Go!
“Afterward [Jesus] appeared to the eleven themselves as they were reclining at table, and he rebuked them for their unbelief and hardness of heart, because they had not believed those who saw him after he had risen. And he said to them, ‘Go into all the world and proclaim the gospel to the whole creation (Mark 16:14-15).
This passage from the end of Mark’s Gospel is the source of the Psalm response for this coming Sunday at Mass. It is a command. “Go!”
We could translate the Greek word as “walk on,” “accompany,” travel,” that is, get out there into the world, whether that’s the world of your marriage and family, your workplace, your school, your football team – whatever.
And do what?
Well, Jesus makes that clear too. “Go and be a herald of what I have done and of what you are witnesses.” Announce the incredible, extraordinary, life-changing and life-saving truth of the gospel. And what is this extraordinary news? That God is real. That He cares. That He not only creates, He rescues. He becomes one of us to liberate us from those powers that we cannot defeat on our own, namely Sin and Death. The news is that we matter – matter to God. The news is that we are made to be loved and to love (in that order). The news is that we don’t have to be bound by fear, hatred, suspicion, animosity, vengeance, lust, greed and pride. The news is that we were made for abundant life.

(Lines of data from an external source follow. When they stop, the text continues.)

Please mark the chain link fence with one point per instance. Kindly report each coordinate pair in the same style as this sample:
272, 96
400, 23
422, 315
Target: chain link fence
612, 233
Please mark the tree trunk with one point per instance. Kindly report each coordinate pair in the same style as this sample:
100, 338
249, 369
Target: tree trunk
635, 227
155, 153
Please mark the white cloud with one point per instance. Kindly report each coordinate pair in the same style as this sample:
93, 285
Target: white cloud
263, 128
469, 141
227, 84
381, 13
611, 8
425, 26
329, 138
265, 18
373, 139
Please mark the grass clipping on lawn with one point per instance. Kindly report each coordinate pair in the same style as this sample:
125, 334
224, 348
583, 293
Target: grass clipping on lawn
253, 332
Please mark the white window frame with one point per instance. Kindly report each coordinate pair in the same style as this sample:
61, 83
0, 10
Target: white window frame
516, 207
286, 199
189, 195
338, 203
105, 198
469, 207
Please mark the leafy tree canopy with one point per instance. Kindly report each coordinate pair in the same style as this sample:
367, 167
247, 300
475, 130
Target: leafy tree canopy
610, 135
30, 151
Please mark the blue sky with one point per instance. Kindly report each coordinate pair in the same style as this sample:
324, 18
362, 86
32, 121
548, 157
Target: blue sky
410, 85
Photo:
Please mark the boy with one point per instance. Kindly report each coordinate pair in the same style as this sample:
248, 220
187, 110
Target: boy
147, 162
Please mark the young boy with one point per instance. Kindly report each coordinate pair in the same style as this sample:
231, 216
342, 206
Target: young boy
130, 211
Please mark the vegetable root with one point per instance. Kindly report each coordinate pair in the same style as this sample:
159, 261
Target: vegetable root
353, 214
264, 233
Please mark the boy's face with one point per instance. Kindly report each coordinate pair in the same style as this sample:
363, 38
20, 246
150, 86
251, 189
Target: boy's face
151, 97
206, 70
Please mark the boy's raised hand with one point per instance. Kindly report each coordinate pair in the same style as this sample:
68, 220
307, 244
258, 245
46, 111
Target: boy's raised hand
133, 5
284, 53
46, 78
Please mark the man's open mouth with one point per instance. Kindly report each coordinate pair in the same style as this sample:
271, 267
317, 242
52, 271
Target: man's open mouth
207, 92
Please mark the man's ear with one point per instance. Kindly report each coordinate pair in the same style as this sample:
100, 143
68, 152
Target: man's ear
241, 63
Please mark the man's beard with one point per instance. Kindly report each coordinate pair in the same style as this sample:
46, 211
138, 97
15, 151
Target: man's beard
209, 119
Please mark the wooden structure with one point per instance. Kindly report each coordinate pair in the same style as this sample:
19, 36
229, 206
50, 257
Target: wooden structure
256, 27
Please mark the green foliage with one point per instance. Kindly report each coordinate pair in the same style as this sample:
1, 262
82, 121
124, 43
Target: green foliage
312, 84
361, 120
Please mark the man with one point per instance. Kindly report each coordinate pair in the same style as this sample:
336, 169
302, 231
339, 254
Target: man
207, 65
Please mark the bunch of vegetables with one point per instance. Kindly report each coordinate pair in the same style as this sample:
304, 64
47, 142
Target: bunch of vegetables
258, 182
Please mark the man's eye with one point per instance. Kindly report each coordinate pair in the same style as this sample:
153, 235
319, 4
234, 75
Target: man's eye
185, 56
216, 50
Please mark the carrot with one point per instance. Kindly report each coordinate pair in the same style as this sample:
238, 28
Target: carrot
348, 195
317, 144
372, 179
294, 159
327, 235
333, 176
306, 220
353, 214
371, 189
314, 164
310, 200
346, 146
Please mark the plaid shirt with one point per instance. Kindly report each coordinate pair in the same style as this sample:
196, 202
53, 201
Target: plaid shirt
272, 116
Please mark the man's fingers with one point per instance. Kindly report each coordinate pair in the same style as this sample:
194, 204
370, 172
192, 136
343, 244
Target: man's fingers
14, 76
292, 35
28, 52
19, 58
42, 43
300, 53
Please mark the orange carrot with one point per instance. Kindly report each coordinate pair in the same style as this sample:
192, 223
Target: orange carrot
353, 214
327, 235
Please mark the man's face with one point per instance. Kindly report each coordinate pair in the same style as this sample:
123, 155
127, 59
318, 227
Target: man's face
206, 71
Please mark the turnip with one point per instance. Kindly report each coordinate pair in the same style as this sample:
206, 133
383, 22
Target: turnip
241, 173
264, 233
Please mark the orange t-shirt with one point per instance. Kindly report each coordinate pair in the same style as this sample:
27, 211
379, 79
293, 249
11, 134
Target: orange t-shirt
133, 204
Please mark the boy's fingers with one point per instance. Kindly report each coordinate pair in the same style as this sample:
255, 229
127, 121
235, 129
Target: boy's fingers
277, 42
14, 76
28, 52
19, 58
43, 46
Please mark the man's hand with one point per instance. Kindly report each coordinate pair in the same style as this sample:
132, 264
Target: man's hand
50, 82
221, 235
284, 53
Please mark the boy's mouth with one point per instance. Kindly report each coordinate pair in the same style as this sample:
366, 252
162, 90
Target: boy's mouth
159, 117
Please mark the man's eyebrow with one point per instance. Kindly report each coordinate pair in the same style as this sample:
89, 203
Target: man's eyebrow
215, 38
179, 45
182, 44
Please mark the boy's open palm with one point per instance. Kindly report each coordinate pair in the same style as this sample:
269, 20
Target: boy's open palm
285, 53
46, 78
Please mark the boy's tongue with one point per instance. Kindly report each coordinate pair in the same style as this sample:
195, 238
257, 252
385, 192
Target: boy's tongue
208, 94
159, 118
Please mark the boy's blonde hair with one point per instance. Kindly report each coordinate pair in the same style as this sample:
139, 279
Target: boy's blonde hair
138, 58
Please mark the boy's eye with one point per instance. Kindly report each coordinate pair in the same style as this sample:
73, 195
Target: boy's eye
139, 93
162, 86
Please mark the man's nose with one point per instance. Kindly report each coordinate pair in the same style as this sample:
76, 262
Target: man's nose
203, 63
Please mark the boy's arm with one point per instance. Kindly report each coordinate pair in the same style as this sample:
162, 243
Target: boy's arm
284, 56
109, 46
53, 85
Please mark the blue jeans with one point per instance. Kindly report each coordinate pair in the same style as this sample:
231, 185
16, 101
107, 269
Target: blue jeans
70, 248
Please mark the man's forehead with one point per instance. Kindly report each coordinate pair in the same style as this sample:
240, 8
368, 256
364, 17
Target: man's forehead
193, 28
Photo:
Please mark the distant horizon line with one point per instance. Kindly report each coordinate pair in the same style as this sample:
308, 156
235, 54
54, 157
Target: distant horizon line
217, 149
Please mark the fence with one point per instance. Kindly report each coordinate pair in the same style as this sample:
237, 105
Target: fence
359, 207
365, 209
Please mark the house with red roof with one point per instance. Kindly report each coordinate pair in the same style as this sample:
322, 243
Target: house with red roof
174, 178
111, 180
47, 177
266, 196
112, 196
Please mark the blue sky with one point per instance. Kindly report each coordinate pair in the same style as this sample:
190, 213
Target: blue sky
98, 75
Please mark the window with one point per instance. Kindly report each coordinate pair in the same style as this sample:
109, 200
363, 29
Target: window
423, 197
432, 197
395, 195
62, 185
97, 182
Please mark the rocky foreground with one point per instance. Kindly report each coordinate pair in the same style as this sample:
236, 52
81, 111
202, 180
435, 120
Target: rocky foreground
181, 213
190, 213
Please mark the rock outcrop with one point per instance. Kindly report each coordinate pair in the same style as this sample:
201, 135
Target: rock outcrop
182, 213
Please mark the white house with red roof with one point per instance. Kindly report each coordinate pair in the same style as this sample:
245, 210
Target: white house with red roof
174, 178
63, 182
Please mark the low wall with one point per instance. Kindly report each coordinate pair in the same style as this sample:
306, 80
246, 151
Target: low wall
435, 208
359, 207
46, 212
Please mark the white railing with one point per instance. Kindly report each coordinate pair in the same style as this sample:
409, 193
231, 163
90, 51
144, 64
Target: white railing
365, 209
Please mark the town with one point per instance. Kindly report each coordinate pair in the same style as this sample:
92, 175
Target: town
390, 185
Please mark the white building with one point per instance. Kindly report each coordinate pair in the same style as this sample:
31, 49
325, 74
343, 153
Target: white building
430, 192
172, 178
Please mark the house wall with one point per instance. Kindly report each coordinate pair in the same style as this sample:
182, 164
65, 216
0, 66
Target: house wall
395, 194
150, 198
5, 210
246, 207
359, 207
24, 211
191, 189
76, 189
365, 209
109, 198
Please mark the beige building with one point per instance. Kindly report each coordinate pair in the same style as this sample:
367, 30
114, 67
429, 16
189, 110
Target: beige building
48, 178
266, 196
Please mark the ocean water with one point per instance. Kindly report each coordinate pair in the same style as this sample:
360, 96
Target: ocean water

Jesus gave this task to men whom He rebuked for their unbelief and hardness of heart. Early on Easter Sunday morning, the women had gone to the tomb and found it empty. But that wasn’t the core of their testimony. The core was the startlingly, unheard of announcement that they had met Him alive. But the eleven did not believe them.
Perhaps the Lord wishes to rebuke us, His Church, this day too…Perhaps He wishes to rebuke us for our unbelief and hardness of heart. And what might our unbelief be? Well, perhaps for more than a few of us, it’s our unbelief in the power of the gospel. The gospel still “works,” it still changes lives. In fact, the announcement of what God has done for us in Jesus is the only news that can give hope to a dying race, a race that is increasingly suspicious of “the other,” and sees the world through a set of lenses that lead to anxiety, anger and despair.
It is with this very command from Jesus in mind that we in ACTS XXIX have created and will release this Saturday The Rescue Project (rescueproject.us). It’s our way of being a herald of the good news. It’s our way of giving hope. It’s our way of helping others to see that life is not in vain, it’s not a tale told by an idiot full of sound and fury. It’s a tale of a good Father and us, His beloved sons and daughters. It’s a tale replete with all the things any great drama contains: a glorious and beautiful beginning, a horrific enemy who must be defeated, an incredible battle between good and evil, a meaningful mission entrusted to each one of us right now, and an ending beyond all description.
Someone has written, “Tell someone to do something, and you change their life—for a day; tell someone a story and you change their life.”[1]
The eleven were born for that time; this is our time. We were born for this. Let’s go.
[1] N. T. Wright, The New Testament and the People of God, Christian Origins and the Question of God (London: Society for Promoting Christian Knowledge, 1992), 40.